Capabilities of Default Microsoft 365 Email Security Are Limited

While built-in email protection in Microsoft 365 is a great start, these safeguards alone are insufficient in protecting against modern threats. EOP takes a retrospective approach to identify phishing and malware attacks. This type of protection is static, single-layered, does not safeguard against human error, and is ineffective in anticipating emerging zero-day attacks and malicious URLs and attachments that are not included in its static lists. 

EOP also lacks customizable options for each business’s unique security needs, thus resulting in limited abilities to identify anomalous emails and social engineering attacks. This leaves businesses at risk of account takeovers, targeted spear-phishing attacks, and potential credential theft. Reports conducted by The Radicati Group state that while Microsoft has been investing heavily in its anti-malware, antispam, anti-phishing, and zero-day protection capabilities, users continue to report high degrees of spam, malware, and other attacks.

Additionally, the homogeneous architecture of the Microsoft 365 security system makes it easier for attackers to bypass security defenses and because of this, cyber thieves are able to open virtually every account, test their methods until they are able to bypass default filters, and reuse these techniques in attacks that will be used to target thousands of different accounts.

Microsoft 365 also presents significant configuration and management challenges. The platform is complex to configure and manage securely, as the process requires IT expertise that many businesses - especially SMBs - typically lack. Microsoft fails to provide assistance with the setup process and the ongoing system monitoring and maintenance required to ensure users and key business assets remain secure. Without this support misconfiguration vulnerabilities, develop and Microsoft 365 customers are at risk of attacks exploiting these flaws. Research from the Radicati Group reveals that users continue to report that customer support from Microsoft 365 is insufficiently knowledgeable about security issues.

Customers with hybrid work environments face the added challenge of acquiring and managing a separate set of security services for non-Microsoft 365 workloads and data due to Microsoft 365's incomplete support for hybrid architectures. These businesses often find it difficult to understand how to effectively layer and combine the many different Microsoft security solutions available. Osterman Research states, "Organizations that operate hybrid environments should use third-party solutions to meet the challenges that will be posed by hybrid environments."

Next Steps: What Is Required to Make Microsoft 365 Email Safe for Business?

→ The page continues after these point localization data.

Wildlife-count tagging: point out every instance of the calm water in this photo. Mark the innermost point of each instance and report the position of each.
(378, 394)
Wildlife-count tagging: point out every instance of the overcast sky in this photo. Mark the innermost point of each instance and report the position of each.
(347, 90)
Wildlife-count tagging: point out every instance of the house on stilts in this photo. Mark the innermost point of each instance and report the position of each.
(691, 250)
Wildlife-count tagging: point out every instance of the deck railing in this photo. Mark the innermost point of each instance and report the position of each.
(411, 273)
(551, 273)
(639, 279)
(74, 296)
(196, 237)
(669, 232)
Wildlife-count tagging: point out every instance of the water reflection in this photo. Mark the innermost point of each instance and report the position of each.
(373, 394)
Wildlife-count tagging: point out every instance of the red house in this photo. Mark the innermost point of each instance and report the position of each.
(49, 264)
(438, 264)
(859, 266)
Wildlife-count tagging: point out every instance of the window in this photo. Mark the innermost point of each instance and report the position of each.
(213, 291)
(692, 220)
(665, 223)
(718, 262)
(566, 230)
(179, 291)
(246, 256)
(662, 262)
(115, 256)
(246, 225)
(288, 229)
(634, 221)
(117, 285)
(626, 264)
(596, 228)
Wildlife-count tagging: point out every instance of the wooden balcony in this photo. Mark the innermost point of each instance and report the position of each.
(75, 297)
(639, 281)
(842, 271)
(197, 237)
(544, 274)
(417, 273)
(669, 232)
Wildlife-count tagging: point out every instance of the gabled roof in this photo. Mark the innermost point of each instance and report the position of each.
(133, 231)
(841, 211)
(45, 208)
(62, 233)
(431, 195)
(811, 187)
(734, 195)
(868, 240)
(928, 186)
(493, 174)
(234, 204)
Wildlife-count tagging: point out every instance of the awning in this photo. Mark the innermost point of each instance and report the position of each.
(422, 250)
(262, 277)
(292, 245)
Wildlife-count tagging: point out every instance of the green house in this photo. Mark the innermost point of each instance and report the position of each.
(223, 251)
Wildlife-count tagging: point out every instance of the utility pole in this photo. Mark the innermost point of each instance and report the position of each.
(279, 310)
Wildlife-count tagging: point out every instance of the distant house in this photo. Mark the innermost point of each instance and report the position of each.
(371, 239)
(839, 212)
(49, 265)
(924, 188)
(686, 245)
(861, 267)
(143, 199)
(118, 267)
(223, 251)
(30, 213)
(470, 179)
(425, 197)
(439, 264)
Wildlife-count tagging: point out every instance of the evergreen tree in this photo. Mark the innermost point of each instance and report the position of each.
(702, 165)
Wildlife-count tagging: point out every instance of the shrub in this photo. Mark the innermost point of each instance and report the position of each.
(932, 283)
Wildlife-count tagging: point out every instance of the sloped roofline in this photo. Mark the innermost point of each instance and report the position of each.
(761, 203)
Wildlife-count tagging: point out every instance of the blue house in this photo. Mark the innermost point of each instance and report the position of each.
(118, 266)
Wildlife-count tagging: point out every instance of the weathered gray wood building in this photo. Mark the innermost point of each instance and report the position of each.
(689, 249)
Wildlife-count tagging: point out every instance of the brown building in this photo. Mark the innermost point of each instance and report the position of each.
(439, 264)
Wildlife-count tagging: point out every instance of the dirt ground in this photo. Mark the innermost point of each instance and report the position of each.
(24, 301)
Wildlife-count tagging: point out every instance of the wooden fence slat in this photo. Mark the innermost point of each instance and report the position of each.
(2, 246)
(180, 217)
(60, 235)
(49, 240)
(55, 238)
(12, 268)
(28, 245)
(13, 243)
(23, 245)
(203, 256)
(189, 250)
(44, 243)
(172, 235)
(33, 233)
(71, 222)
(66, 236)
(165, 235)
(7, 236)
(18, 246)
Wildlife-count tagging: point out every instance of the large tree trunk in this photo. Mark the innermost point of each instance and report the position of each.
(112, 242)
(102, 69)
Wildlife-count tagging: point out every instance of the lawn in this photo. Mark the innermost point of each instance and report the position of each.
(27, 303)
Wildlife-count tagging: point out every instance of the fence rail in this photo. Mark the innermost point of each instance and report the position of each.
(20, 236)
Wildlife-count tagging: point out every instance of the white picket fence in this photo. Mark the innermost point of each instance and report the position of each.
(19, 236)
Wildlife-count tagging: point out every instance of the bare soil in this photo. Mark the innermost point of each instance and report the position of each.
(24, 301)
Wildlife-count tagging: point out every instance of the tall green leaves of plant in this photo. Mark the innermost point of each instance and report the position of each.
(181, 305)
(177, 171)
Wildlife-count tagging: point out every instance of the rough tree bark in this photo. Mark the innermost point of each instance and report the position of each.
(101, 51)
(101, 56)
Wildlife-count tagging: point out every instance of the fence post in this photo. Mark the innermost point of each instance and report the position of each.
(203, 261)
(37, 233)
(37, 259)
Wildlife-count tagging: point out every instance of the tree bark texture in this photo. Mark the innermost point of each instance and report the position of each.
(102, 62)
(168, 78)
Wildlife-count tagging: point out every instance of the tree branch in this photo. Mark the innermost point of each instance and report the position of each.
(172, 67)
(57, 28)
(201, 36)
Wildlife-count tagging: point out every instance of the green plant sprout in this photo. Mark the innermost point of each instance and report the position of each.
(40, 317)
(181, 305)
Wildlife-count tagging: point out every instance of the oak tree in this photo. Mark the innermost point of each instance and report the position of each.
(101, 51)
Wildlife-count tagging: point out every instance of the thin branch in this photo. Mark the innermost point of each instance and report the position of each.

To bolster built-in email protection and reap the benefits of Microsoft 365 without sacrificing security, businesses should implement a proactive, multi-layered third-party Microsoft 365 email security solution engineered to close the critical security gaps that exist in default Microsoft 365 email protection. An effective solution should provide complete phishing and malware protection, account takeover (ATO) protection, and expert ongoing system monitoring, maintenance, and support. With layered supplementary email security defenses in place in Microsoft 365, you can rest easy knowing that your users, your critical data, and your hard-earned reputation are safe and secure.